Safety and Efficacy of Fixed Drug Combination Tenofovir, Lamivudine and Efavirenz to Prevent Transmission of HIV
Correspondence Address :
Hardeva Ram Nehara,
77, Adrash Colony, Near Varsha Ritu, Ambedkar Circle, Bikaner, Rajasthan, India.
E-mail: drnehara@gmail.com
Introduction: Mother-to-child transmission of HIV can occur during pregnancy, labour, or breastfeeding. The first-line regimen for prophylaxis in HIV infected pregnant women is combination of Tenofovir, Lamivudine and Efavirenz (TLE).
Aim: To evaluate the safety and efficacy of the TLE regimen in the Prevention of Mother-To-Child Transmission (PMTCT) of HIV.
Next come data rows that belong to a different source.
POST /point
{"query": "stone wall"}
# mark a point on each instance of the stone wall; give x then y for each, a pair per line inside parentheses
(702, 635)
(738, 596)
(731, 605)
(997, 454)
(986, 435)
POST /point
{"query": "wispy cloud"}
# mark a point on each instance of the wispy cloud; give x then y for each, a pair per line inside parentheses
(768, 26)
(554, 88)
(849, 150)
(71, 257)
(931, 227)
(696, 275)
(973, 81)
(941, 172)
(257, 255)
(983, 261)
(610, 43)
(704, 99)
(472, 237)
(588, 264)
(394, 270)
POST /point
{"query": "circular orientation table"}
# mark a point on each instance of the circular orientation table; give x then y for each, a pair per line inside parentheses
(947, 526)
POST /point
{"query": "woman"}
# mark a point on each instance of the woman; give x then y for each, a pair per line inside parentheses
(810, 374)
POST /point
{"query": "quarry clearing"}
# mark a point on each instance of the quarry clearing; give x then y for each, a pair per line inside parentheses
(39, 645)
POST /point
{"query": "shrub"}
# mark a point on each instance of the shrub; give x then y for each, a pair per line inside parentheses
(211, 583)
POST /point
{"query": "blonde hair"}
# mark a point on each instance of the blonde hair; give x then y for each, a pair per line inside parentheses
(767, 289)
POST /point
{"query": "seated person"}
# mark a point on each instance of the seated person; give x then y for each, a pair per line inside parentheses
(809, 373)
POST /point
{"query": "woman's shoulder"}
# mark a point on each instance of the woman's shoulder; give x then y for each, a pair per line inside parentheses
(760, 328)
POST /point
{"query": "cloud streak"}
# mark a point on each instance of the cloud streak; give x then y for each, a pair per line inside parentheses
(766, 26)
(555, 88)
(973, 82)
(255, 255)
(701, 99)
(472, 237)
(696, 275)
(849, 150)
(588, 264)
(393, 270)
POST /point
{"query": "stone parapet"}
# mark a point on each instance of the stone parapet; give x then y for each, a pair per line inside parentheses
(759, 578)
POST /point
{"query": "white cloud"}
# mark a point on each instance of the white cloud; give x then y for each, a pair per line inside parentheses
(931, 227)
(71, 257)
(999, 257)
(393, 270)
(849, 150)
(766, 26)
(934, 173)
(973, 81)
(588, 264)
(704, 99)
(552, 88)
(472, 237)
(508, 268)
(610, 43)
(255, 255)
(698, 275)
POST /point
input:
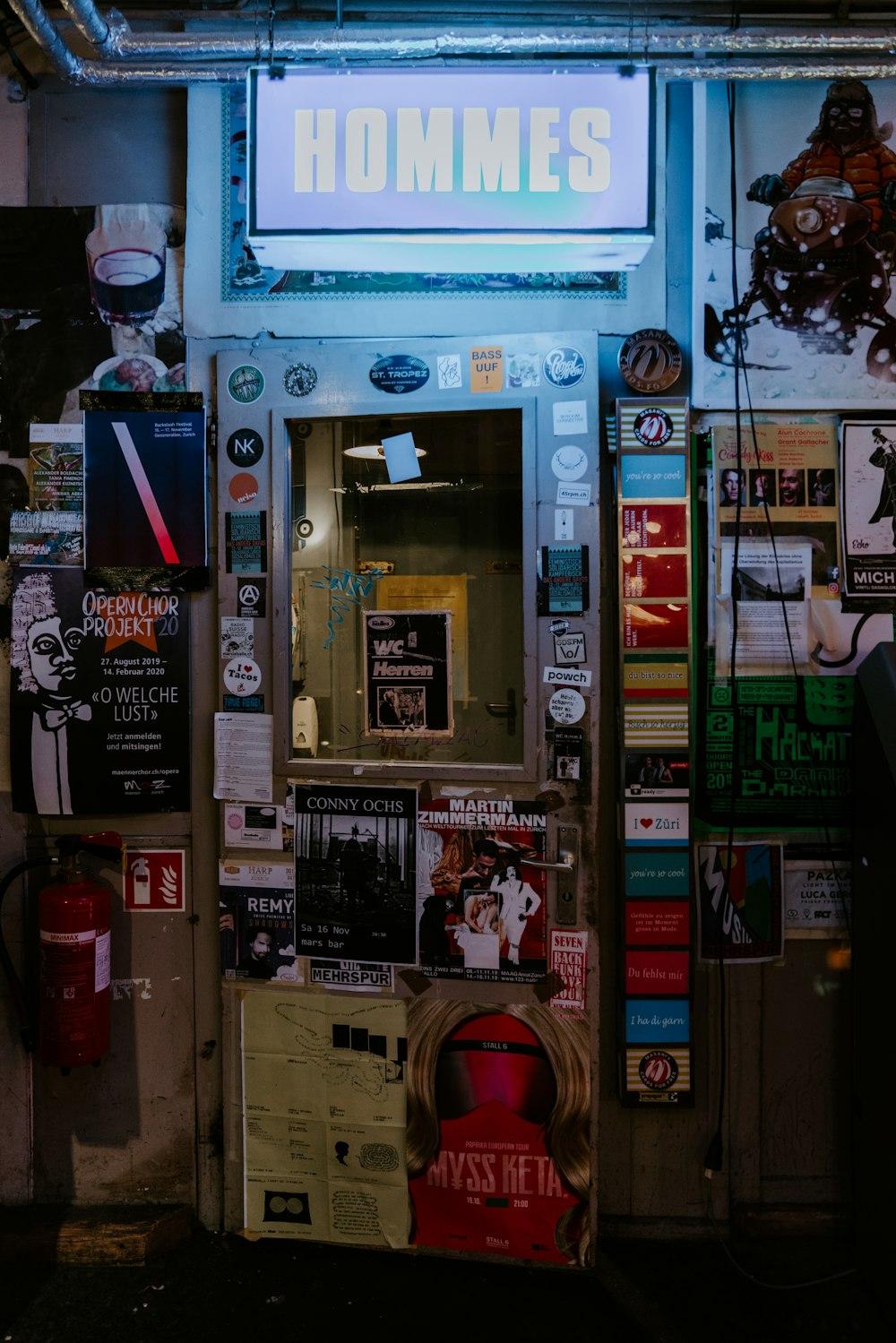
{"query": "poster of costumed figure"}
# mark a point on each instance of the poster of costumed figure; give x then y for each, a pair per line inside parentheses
(497, 1130)
(813, 230)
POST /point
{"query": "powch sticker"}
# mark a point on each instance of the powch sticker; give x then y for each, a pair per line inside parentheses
(400, 374)
(564, 366)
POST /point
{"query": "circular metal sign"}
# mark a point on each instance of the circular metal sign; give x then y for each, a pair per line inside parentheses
(650, 360)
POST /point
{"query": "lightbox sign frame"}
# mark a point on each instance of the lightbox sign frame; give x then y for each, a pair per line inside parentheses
(473, 169)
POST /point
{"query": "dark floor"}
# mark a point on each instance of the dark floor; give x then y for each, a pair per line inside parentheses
(220, 1287)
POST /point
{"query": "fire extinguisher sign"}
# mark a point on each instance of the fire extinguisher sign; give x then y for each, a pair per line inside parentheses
(155, 880)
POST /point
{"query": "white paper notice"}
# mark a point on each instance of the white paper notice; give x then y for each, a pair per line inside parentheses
(570, 418)
(772, 607)
(244, 756)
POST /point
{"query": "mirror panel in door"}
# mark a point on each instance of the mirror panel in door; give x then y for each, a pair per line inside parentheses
(447, 540)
Materials and Methods: The present hospital-based, retrospective cohort study was conducted at ART centre, Prevention of Parent to Child Transmission (PPTCT) centre, and Department of Medicine, SP Medical College, Bikaner from July 2016 to June 2019. HIV positive gravidas, on triple-drug regimen TLE (Tenofovir 300 mg, Lamivudine 300 mg, Efavirenz 600 mg) before conception and, those detected HIV reactive antenatally during study period were included in this study and started on TLE regimen. After delivery, these newborns were given syrup Nevirapine as per the PPTCT guidelines. Infants were tested with Rapid test and PCR for HIV, at six weeks, six months, 12 months, and 18 months of life.
Results: Out of 87 pregnant women, enrolled and delivered at the study institute, 85 were live births and two were stillbirths. Out of 85 live-born babies, four have died during infancy and two were lost to follow-up despite repeated counselling. Five babies were referred to nearby Anti-Retroviral Therapy (ART) centers. So, the study followed 74 babies out of which one girl child was found to be positive for HIV-1 at 18 months of age (transmission rate of HIV was 1.35 and efficacy of TLE 98.65%). No major adverse effects of TLE were noted and all women continued TLE.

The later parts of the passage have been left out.